KR20010001963A - Method of forming a storage node in a semiconductor device - Google Patents

Abstract

PURPOSE: A method for manufacturing a charge storage electrode of a semiconductor device is provided to easily form the charge storage electrode and to simplify a manufacturing process, by forming a hole pattern using a photoresist layer pattern. CONSTITUTION: A bit line electrically connected to a drain(22) through a plug is formed on a substrate(100) having a gate electrode(1), a source(21) and the drain for forming a semiconductor device. A photoresist layer pattern is formed in a selected region on the entire surface for forming a charge storage electrode. A low temperature oxidation layer is formed on the entire structure having the photoresist layer pattern. After the photoresist layer pattern is eliminated to form a hole pattern, the hole pattern is filled with a metal material. The low temperature oxidation layer is eliminated to form the charge storage electrode electrically connected to the source through the plug.

Description

Method of forming a charge storage electrode of a semiconductor device {Method of forming a storage node in a semiconductor device}

The present invention relates to a method for manufacturing a semiconductor device, and more particularly, to form a hole pattern using a photoresist pattern when forming a charge storage electrode, thereby facilitating the formation of the charge storage electrode and simplifying the process steps. A storage electrode forming method.

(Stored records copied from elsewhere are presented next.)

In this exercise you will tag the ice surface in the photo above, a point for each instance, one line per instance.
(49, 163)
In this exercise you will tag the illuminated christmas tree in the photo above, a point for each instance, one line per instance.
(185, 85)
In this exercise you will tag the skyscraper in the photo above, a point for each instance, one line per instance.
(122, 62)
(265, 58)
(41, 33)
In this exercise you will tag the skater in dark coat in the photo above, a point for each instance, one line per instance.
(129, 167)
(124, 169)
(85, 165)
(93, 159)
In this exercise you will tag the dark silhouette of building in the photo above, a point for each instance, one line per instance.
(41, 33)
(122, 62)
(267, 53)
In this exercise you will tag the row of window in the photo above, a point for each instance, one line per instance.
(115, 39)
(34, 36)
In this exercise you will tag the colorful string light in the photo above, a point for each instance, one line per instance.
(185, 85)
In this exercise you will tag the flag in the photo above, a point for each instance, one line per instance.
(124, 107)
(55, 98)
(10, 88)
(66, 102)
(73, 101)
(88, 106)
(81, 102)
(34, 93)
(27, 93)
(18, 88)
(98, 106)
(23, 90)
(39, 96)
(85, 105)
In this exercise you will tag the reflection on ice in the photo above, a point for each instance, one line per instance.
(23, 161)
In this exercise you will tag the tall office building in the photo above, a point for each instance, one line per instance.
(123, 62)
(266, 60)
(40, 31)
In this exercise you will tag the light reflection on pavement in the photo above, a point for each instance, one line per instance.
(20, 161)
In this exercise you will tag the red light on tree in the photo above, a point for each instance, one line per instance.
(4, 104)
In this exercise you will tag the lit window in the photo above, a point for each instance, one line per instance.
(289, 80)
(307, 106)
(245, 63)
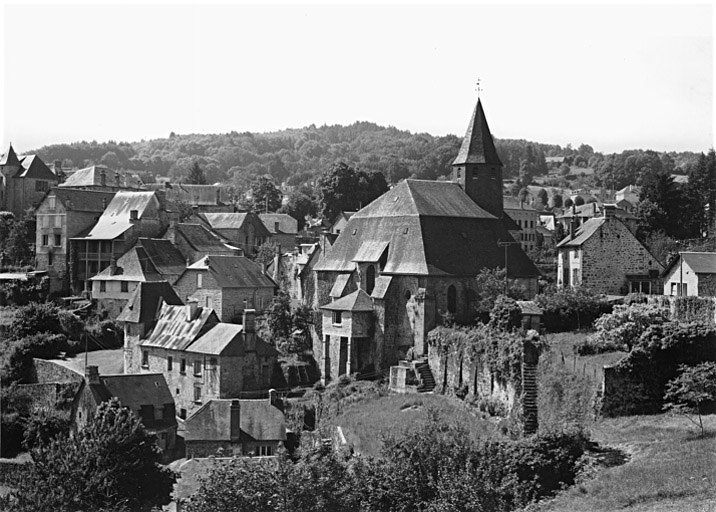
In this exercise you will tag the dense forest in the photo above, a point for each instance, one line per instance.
(300, 156)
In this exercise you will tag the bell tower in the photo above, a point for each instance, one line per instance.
(477, 167)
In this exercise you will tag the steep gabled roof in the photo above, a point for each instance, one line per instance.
(287, 225)
(356, 301)
(233, 271)
(143, 304)
(258, 419)
(477, 146)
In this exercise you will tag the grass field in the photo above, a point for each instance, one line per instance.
(365, 423)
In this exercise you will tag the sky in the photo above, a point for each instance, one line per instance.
(609, 75)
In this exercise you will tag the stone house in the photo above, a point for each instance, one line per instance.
(129, 216)
(243, 230)
(152, 259)
(526, 217)
(202, 358)
(61, 215)
(24, 181)
(235, 428)
(283, 229)
(146, 395)
(691, 273)
(227, 284)
(416, 251)
(605, 256)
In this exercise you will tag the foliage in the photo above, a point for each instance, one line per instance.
(695, 309)
(112, 463)
(621, 328)
(344, 188)
(692, 390)
(567, 309)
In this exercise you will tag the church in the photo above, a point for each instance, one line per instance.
(410, 257)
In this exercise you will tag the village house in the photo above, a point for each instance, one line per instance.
(100, 177)
(691, 273)
(152, 259)
(195, 241)
(236, 428)
(24, 181)
(415, 251)
(243, 230)
(62, 215)
(146, 395)
(526, 217)
(227, 284)
(283, 229)
(604, 255)
(129, 216)
(200, 357)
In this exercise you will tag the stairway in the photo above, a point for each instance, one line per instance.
(425, 376)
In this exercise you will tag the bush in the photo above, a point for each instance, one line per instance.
(567, 309)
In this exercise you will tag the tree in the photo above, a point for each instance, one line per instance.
(266, 197)
(111, 464)
(196, 175)
(694, 388)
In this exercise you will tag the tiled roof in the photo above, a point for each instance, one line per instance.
(175, 330)
(477, 146)
(144, 302)
(286, 224)
(258, 419)
(234, 271)
(359, 300)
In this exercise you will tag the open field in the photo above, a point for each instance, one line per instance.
(365, 423)
(669, 468)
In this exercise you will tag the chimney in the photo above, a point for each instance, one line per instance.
(191, 308)
(92, 374)
(249, 323)
(235, 421)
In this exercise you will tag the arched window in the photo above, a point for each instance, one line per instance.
(370, 279)
(452, 299)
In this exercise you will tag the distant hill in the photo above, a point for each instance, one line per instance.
(298, 156)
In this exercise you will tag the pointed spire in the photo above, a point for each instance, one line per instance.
(477, 146)
(10, 158)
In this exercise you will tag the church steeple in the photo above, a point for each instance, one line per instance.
(478, 168)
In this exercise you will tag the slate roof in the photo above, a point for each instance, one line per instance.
(286, 224)
(115, 219)
(135, 390)
(234, 271)
(359, 300)
(431, 228)
(477, 146)
(174, 330)
(145, 301)
(10, 158)
(700, 262)
(83, 200)
(204, 239)
(258, 419)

Ideal capacitors are small in size and large in capacity, and are increasingly needed as devices become more integrated. In general, research is focused on the introduction of new materials having a large capacitor surface area and a dielectric constant of a capacitor.

Currently, widely used dynamic random access memory (DRAM) has a cell structure consisting of one transistor and one capacitor, and this cell structure has remained unchanged until now. However, as the high integration of the devices proceeds rapidly, the size of the area of device isolation, which is responsible for the isolation between the transistors, capacitors, and cells that make up a cell, is greatly reduced, thereby causing various problems in each semiconductor component. have.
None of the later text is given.